Health Sector Trends

The Australian health sector, similarly to other developed nations, faces a set of increasingly significant challenges in continuing to deliver high standards of health outcomes. These include:
• Significant differences between the health outcomes for advantaged and disadvantaged, particularly indigenous, Australians
• A large ageing population
• The increasing incidence of chronic disease
• Increasing consumer demand for more costly, complex and technologically advanced procedures
• The supply and distribution of skilled health sector workers.
Together these challenges are inexorably driving increased health care service demands, costs and complexity and are already testing the limits of the financial, physical and human resources of the Australian health system.

Health expenditure as a proportion of Australian GDP has more than doubled over the last four and a half decades, from 3.8% in 1960-61 to 9.0% in 2005-06.3 The growth of health care spending as a proportion of GDP is expected to continue, increasing to an estimated 16 to 20% of GDP projected by 2045.4 At the same time Australia is facing real challenges finding sufficient numbers of skilled health care workers across many parts of the sector to satisfy current, let alone future, levels of demand. These trends call into question the very sustainability of the Australian health care system in the medium to long term.

Use of Information Technology

The second set of challenges relates to the way information is stored, shared and used across the Australian health system. At its core, health is a knowledge industry with information being central to all aspects of care planning, management and delivery. Despite this, the primary information tools used to manage health care in this country still revolve around pen, paper and human memory. The use of such fallible tools to manage a sector as complex and critical as health care should be a cause of profound concern for 21st century Australia.

Other information centric consumer industries such as telecommunications and financial services have undertaken sustained investment in information technology over a 20 to 30 year period. This investment has enabled companies in these sectors to integrate systems and databases across all parts of their national and global businesses and business partner networks. As a result an Australian consumer can use an ATM anywhere around the globe to access their bank accounts. Australian consumers can also seamlessly transfer their telephone and broadband services from one provider to another and can access global telecommunications networks from any point in the developed world. By contrast, the health care sector struggles to share potentially critical patient information between service providers within the same post code.

Despite its size, complexity and information intensiveness, the Australian health sector has invested well less than half of the amount sectors such as these have spent on information technology over the same period of time. As a result, the general state of health IT across Australia and the realisation of associated service quality, safety and efficiency gains lags behind that of comparable industries by many years, in some cases decades.

The Australian health information landscape is characterised by many thousands of discrete islands of information, many of which are paper based. This has created significant barriers to the effective sharing of information between health care participants, an issue compounded by Australia’s multiple health service boundaries and geographic distances. It also poses real challenges when trying to understand and report what is really happening in the Australian health care system to support population health surveillance and guide policy, service planning, innovation and clinician and operational decision making.
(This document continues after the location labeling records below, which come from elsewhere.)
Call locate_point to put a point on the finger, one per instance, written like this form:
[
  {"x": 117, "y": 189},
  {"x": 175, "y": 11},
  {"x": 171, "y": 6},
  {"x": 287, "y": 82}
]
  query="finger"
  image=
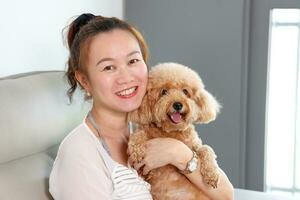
[
  {"x": 131, "y": 161},
  {"x": 146, "y": 170},
  {"x": 137, "y": 166}
]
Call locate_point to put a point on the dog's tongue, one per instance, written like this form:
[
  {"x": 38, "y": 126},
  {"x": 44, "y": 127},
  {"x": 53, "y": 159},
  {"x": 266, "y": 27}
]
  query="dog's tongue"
[{"x": 176, "y": 117}]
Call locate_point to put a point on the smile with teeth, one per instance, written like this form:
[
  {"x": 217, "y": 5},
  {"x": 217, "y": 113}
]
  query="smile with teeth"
[{"x": 127, "y": 92}]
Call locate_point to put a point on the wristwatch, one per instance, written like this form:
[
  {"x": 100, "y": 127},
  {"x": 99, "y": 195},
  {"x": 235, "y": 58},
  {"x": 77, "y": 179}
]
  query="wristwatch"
[{"x": 191, "y": 165}]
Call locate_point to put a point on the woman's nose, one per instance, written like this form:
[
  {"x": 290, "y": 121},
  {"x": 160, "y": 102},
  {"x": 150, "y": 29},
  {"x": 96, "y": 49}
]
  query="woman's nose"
[{"x": 125, "y": 76}]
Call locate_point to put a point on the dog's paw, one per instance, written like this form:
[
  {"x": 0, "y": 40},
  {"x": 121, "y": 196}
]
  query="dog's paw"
[{"x": 211, "y": 179}]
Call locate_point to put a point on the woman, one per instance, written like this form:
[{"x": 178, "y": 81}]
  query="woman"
[{"x": 108, "y": 60}]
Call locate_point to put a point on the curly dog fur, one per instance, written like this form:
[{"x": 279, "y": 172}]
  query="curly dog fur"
[{"x": 158, "y": 116}]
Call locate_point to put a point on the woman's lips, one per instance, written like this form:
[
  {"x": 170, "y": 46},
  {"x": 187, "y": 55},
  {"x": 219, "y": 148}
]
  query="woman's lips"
[{"x": 128, "y": 93}]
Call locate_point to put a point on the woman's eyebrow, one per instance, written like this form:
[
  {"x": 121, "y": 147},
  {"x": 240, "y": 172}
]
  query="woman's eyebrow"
[
  {"x": 110, "y": 59},
  {"x": 133, "y": 52},
  {"x": 104, "y": 59}
]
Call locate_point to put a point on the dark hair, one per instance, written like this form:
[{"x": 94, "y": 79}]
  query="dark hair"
[{"x": 81, "y": 31}]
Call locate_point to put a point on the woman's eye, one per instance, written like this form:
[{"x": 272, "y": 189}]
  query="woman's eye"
[
  {"x": 186, "y": 92},
  {"x": 132, "y": 61},
  {"x": 163, "y": 92}
]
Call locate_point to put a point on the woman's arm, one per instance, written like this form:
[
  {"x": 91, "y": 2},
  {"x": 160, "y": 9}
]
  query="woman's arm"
[
  {"x": 175, "y": 152},
  {"x": 224, "y": 190}
]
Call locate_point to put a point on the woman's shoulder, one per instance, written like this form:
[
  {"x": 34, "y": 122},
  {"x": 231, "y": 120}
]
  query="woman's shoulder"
[{"x": 78, "y": 142}]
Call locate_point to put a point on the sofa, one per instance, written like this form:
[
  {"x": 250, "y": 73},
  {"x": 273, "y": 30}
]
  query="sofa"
[{"x": 35, "y": 115}]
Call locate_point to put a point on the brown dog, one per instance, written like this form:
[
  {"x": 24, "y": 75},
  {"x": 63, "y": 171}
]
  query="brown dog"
[{"x": 175, "y": 98}]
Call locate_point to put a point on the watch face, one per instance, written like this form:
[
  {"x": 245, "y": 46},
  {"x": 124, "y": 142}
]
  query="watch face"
[{"x": 193, "y": 165}]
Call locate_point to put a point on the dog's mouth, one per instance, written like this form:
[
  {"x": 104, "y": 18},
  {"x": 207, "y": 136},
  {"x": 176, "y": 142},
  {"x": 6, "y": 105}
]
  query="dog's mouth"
[{"x": 176, "y": 117}]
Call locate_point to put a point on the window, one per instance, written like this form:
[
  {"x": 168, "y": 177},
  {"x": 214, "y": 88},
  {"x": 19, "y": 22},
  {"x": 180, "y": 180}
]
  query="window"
[{"x": 283, "y": 103}]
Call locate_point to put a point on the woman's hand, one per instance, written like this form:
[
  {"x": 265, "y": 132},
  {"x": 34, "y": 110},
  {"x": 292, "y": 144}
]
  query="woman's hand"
[{"x": 163, "y": 151}]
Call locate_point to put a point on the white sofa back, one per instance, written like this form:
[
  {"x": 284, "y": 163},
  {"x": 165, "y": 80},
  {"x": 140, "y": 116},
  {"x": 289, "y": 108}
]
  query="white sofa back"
[{"x": 35, "y": 116}]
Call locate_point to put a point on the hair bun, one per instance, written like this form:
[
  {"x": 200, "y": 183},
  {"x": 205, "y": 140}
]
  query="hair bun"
[{"x": 82, "y": 20}]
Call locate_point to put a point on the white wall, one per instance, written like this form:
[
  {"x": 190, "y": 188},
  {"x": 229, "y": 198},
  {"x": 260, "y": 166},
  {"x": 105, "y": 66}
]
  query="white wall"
[{"x": 31, "y": 31}]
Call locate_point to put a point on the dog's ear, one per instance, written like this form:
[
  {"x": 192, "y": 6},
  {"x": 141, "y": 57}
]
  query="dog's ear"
[
  {"x": 143, "y": 114},
  {"x": 208, "y": 106}
]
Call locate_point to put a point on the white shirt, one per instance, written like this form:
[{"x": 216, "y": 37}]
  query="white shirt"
[{"x": 83, "y": 170}]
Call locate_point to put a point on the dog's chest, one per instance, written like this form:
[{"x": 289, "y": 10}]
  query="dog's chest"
[{"x": 168, "y": 184}]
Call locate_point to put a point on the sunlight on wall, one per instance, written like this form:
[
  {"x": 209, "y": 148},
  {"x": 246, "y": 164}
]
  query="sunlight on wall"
[
  {"x": 30, "y": 32},
  {"x": 283, "y": 103}
]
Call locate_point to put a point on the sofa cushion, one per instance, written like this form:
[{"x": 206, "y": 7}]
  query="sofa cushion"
[
  {"x": 27, "y": 178},
  {"x": 35, "y": 116},
  {"x": 34, "y": 113}
]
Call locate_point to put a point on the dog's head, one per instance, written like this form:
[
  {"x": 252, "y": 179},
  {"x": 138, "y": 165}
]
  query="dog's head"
[{"x": 175, "y": 97}]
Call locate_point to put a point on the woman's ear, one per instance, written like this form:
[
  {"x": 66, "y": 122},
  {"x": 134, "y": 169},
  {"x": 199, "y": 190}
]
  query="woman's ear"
[
  {"x": 143, "y": 114},
  {"x": 83, "y": 80},
  {"x": 208, "y": 107}
]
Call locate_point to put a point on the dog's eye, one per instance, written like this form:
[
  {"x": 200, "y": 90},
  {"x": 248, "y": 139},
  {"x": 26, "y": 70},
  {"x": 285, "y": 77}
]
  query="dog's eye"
[
  {"x": 186, "y": 92},
  {"x": 164, "y": 92}
]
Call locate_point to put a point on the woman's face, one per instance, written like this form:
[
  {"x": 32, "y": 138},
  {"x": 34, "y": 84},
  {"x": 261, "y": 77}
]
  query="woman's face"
[{"x": 117, "y": 73}]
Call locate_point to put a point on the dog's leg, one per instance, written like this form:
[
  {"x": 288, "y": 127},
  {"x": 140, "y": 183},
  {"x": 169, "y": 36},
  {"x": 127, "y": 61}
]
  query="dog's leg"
[
  {"x": 136, "y": 148},
  {"x": 208, "y": 165}
]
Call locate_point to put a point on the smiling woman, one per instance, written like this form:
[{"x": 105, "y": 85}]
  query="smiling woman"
[{"x": 108, "y": 60}]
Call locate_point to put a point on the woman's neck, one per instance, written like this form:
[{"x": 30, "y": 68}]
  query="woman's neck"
[{"x": 111, "y": 124}]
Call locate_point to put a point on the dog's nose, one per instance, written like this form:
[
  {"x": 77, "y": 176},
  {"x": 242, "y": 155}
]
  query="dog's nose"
[{"x": 177, "y": 106}]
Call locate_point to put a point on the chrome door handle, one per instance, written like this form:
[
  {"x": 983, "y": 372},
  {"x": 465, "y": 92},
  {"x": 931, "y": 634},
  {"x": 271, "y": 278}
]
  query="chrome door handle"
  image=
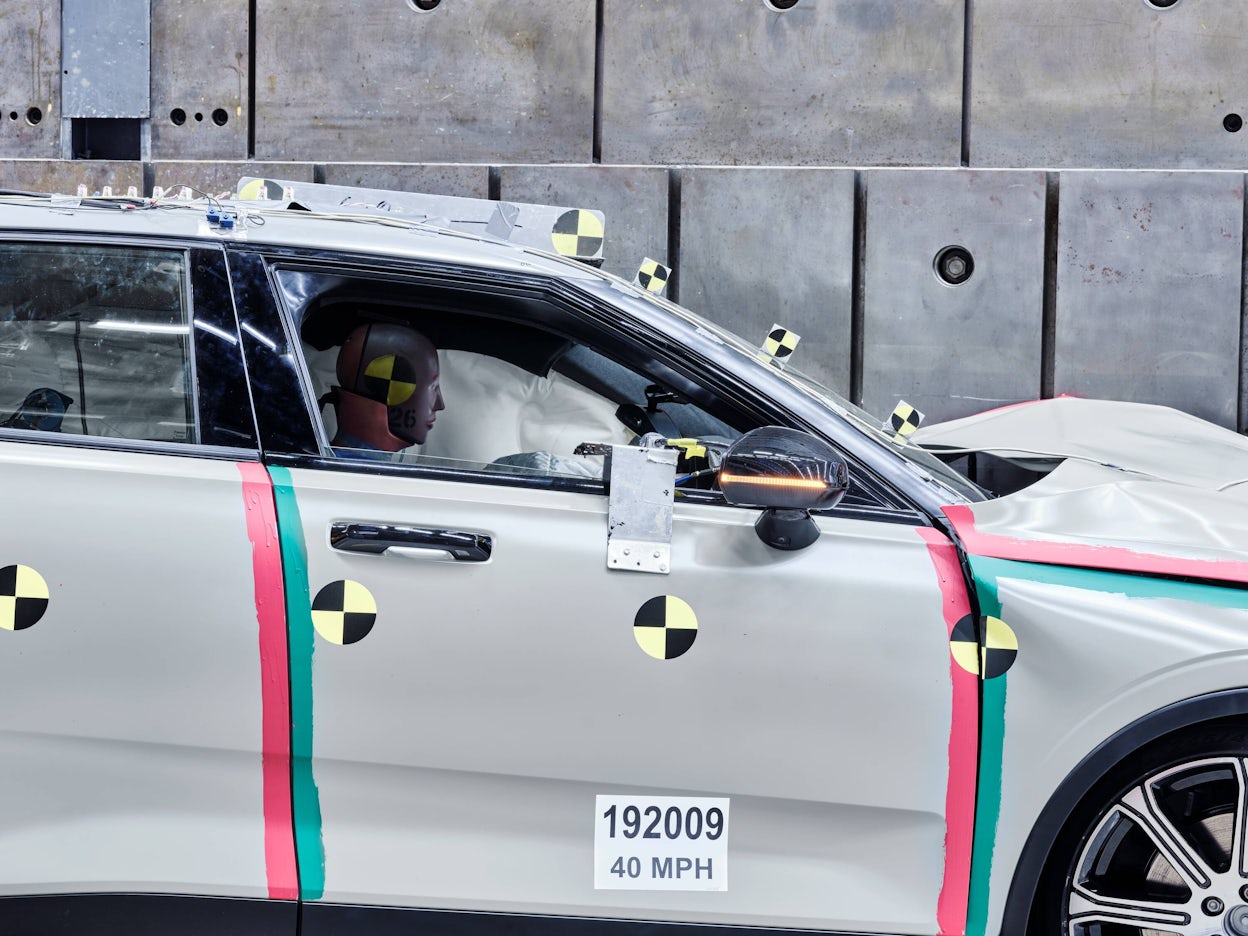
[{"x": 376, "y": 538}]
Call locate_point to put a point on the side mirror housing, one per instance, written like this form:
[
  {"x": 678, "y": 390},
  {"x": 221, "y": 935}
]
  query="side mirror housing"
[{"x": 788, "y": 473}]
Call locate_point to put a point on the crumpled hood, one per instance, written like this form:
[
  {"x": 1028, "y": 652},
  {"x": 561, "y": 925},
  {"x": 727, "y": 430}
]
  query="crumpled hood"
[{"x": 1138, "y": 488}]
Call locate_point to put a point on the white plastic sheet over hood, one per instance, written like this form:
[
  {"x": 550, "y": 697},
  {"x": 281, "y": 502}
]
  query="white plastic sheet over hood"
[{"x": 1137, "y": 488}]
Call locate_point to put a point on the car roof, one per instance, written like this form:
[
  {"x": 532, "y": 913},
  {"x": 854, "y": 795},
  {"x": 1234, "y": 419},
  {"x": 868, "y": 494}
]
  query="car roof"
[{"x": 273, "y": 224}]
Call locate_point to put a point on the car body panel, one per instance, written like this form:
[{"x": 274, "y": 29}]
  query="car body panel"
[
  {"x": 496, "y": 709},
  {"x": 1097, "y": 652},
  {"x": 451, "y": 758},
  {"x": 131, "y": 733}
]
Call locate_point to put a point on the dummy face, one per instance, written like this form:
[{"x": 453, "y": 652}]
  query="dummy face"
[
  {"x": 412, "y": 418},
  {"x": 396, "y": 371}
]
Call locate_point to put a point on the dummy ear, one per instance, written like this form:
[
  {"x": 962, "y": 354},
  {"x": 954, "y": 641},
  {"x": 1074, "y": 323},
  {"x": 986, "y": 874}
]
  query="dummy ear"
[{"x": 390, "y": 380}]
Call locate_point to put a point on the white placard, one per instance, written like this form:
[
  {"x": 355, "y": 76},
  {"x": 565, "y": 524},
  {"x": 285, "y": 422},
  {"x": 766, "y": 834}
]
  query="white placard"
[{"x": 660, "y": 844}]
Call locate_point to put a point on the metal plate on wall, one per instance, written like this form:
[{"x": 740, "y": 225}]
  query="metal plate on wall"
[
  {"x": 734, "y": 82},
  {"x": 200, "y": 73},
  {"x": 633, "y": 197},
  {"x": 1148, "y": 288},
  {"x": 1108, "y": 84},
  {"x": 464, "y": 181},
  {"x": 472, "y": 80},
  {"x": 766, "y": 246},
  {"x": 30, "y": 81},
  {"x": 952, "y": 350},
  {"x": 64, "y": 177},
  {"x": 105, "y": 58}
]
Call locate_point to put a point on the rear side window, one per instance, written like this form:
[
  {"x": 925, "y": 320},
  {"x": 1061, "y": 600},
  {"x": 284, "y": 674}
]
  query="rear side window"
[{"x": 95, "y": 341}]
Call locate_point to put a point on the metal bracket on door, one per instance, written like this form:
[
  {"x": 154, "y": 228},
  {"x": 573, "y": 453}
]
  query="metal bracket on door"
[{"x": 639, "y": 511}]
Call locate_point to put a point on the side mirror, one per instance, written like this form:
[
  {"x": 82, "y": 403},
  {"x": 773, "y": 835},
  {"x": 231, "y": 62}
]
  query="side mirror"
[{"x": 788, "y": 473}]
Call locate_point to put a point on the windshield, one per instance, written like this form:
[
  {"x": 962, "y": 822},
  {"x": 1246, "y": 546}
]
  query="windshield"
[{"x": 869, "y": 424}]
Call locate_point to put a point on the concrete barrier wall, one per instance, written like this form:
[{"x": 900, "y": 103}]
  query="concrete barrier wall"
[{"x": 805, "y": 166}]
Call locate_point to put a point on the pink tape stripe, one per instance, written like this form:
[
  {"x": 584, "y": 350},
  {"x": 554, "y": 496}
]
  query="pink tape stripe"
[
  {"x": 275, "y": 690},
  {"x": 951, "y": 906},
  {"x": 1090, "y": 557}
]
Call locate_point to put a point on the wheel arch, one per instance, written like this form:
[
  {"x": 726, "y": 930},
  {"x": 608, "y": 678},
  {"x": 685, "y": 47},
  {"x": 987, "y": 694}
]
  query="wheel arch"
[{"x": 1053, "y": 818}]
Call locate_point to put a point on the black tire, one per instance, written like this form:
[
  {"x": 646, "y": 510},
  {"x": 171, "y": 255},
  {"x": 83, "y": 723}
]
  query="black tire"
[{"x": 1158, "y": 846}]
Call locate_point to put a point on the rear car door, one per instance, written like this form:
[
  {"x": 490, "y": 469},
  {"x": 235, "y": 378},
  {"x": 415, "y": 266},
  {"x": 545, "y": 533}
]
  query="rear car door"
[
  {"x": 144, "y": 730},
  {"x": 487, "y": 718}
]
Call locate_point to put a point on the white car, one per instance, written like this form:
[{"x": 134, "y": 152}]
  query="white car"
[{"x": 605, "y": 620}]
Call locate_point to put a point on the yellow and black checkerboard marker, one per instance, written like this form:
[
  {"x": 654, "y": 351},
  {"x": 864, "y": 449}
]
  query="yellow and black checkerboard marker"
[
  {"x": 578, "y": 234},
  {"x": 779, "y": 345},
  {"x": 904, "y": 422},
  {"x": 343, "y": 612},
  {"x": 690, "y": 448},
  {"x": 665, "y": 627},
  {"x": 653, "y": 276},
  {"x": 261, "y": 190},
  {"x": 23, "y": 597},
  {"x": 997, "y": 654},
  {"x": 390, "y": 380}
]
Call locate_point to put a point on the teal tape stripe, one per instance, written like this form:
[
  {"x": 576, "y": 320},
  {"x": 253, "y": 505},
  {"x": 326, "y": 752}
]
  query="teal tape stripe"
[
  {"x": 987, "y": 798},
  {"x": 308, "y": 841},
  {"x": 1111, "y": 583}
]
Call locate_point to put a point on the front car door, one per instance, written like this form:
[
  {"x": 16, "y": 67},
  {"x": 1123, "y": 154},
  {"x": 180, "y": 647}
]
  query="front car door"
[{"x": 760, "y": 738}]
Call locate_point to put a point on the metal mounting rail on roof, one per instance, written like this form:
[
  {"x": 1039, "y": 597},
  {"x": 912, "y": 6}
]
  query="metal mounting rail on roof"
[{"x": 570, "y": 232}]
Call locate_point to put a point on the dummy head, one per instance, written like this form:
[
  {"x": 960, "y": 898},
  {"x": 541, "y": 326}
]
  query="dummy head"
[{"x": 388, "y": 386}]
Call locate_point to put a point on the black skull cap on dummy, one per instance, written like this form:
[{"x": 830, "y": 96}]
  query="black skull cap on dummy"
[{"x": 394, "y": 368}]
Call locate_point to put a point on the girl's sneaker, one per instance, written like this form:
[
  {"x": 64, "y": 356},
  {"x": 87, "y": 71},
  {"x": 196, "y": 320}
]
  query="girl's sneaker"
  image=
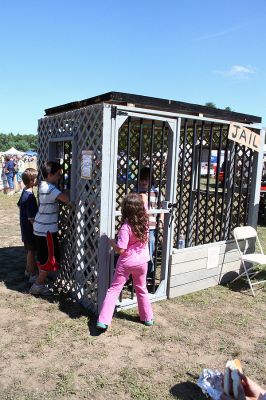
[
  {"x": 40, "y": 290},
  {"x": 149, "y": 323},
  {"x": 33, "y": 278},
  {"x": 101, "y": 326}
]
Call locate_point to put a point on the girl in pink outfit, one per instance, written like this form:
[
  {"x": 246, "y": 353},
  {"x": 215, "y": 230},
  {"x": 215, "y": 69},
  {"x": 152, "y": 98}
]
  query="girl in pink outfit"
[{"x": 132, "y": 245}]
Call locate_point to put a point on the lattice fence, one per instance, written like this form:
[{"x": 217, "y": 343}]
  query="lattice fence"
[
  {"x": 142, "y": 143},
  {"x": 79, "y": 225},
  {"x": 211, "y": 205}
]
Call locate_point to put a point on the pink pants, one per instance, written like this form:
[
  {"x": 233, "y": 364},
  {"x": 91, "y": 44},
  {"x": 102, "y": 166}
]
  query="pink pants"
[{"x": 121, "y": 275}]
The relative lack of maturity of information technology within the health sector has important implications for patient safety. In a complex, multi point service delivery environment with hundreds of millions of service encounters each year, reliance on largely manual processes and information flows creates the potential for a truly significant amount of errors and inefficiencies. It is very difficult to accurately estimate the real impact of these issues because of the poor quality of Australian health system information. However, studies have found that up to 18 per cent of medical errors are due to the inadequate availability of patient information5 and that adverse events broadly account for as much as three per cent of total costs of care each year. This represents approximately $3 billion6 in avoidable annual expenditure, money that could be better spent absorbing additional health sector demands driven by an ageing and sicker population.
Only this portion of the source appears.